The serious side effects and limited success of conventional cytotoxic cancer treatment have been the driving force for the development of more effective therapies. In the last decades, the distinct molecular mechanisms involving the development of certain cancers have been elucidated. This data opened the era of the targeted therapy approach. Cancer cell-specific monoclonal antibodies, small molecules, enzymes, hormones, microRNAs, and genetically modified host T-cells are important in modern cancer treatment. In any cancer center in developed countries, the treatment plan is now determined according to the specific genetic characteristics of the cancer of an individual patient. If a patient has BCR/ABL-positive chronic myeloid leukemia, first-generation tyrosine kinase inhibitors are started as initial therapy. The efficacy of the treatment is monitored by regular BCR-ABL analysis by quantitative PCR test. If this analysis shows inadequate response, an NGS analysis is performed for evaluating additional mutations in the BCR/ABL molecule from the patient’s CML cells. NGS data will specify which type of tyrosine kinase is more effective for this patient. With this approach, it is possible to achieve complete remission in more than 95% of CML patients. The same steps are now true for many cancers (74,75).

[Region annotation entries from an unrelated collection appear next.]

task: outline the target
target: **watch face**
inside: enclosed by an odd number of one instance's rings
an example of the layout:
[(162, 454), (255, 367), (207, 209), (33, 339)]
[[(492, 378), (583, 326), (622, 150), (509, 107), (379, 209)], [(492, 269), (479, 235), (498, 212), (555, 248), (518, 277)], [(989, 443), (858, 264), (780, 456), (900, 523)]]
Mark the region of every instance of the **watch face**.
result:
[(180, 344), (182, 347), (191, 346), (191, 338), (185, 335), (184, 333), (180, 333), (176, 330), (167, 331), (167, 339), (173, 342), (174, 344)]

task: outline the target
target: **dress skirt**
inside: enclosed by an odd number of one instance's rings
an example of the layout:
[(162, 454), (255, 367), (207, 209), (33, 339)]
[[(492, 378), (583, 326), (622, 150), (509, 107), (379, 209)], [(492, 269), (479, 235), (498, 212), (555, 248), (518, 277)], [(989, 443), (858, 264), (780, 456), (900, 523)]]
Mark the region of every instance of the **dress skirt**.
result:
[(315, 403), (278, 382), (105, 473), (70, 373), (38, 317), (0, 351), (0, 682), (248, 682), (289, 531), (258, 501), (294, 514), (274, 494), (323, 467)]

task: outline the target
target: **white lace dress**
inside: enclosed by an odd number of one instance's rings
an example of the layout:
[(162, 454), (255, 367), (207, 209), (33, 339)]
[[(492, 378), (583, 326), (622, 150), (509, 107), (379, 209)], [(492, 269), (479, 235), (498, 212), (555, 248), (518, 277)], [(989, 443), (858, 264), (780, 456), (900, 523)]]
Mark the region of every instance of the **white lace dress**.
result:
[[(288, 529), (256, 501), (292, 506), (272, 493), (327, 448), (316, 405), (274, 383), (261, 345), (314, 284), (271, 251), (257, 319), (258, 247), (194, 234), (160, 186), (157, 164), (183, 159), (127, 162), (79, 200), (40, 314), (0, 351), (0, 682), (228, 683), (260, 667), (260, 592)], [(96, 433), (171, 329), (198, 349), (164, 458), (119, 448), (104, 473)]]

NGS studies have provided data on both individual cancer-related and drug-metabolizing enzymes-related variables very quickly and cost-effectively. This makes it possible to select more potent and less toxic targeted therapies which are especially important in elderly and frail patients (76).

Discussion

There has been a dramatic growth in the availability and application of genomic tests and this development is expected to continue. The application of WGS as a standard measure for each patient is foreseeable, given the expanding knowledge of genotype-phenotype relationships and reducing the sequencing costs. The majority of genomic research focuses on finding new genes and determining the clinical validity and utility of new tests. However, translating genomic technology and NGS into personalized preventive and medical care continues to be a significant challenge. Especially, new technological advancements allow for extensive testing, sometimes conducted outside of traditional laboratories, with the goal of improving health outcomes. Personalized medicine approaches in current research have provided search for biomarkers based on the “-omic” profile of individuals with new technological tools.

Conclusion

To sum up, the advent of personalized medicine provides more precise, predictable, and powerful healthcare. The final goal of personalized medicine and also translational genomics is to increase health quality. Further research across translational genomics will be important in improving the effective, efficient, and equitable translation of genomic data into more effective management of cancer, pharmacogenomics, and women's health. A basic understanding of translational genomics' characteristics, limits, and risks are thus important for clinician and scientist.